I am in a scenario where I have to pass a URL in xmlhttp.open
to another server.I know that xmlhttp.open
can be used to pass a URL on the same server. I want this URL to be passed on to another server and get the response back to the calling server.I had tried the following way(Scenario2):
Scenario1: Conventional way that works fine for same server:
xmlhttp.open("GET","../cgi-bin/perlcode.pl?root="+str+"&lang="+lang+"&out_notation="+out_notation,true);
Scenario2: Request to be sent to another server:
xmlhttp.open("GET","http://abcxyz.com/cgi-bin/perlcode.pl?root="+str+"&lang="+lang+"&out_notation="+out_notation,true);
In the first case I can get the response back on to the same server.In the second case I can't get the response back, but I can see that the request is passed onto the server abcxyz.con and it is processing the required result.
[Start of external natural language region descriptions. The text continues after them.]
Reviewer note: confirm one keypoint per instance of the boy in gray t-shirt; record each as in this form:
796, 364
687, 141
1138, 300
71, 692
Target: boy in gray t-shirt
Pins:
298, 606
Question: Had I chosen a correct way.If so how to get back the response or else what are the other alternatives that I can choose with.
Note: I had chosen xmlhttp.open
method so that I can get the result on the same web page without clicking submit button.
You can not use XMLHttpRequest to request to another server (origin), according to the Same origin policy.
However, you can use some workarounds like:
https://developer.mozilla.org/en-US/docs/HTTP/Access_control_CORS
http://en.wikipedia.org/wiki/JSONP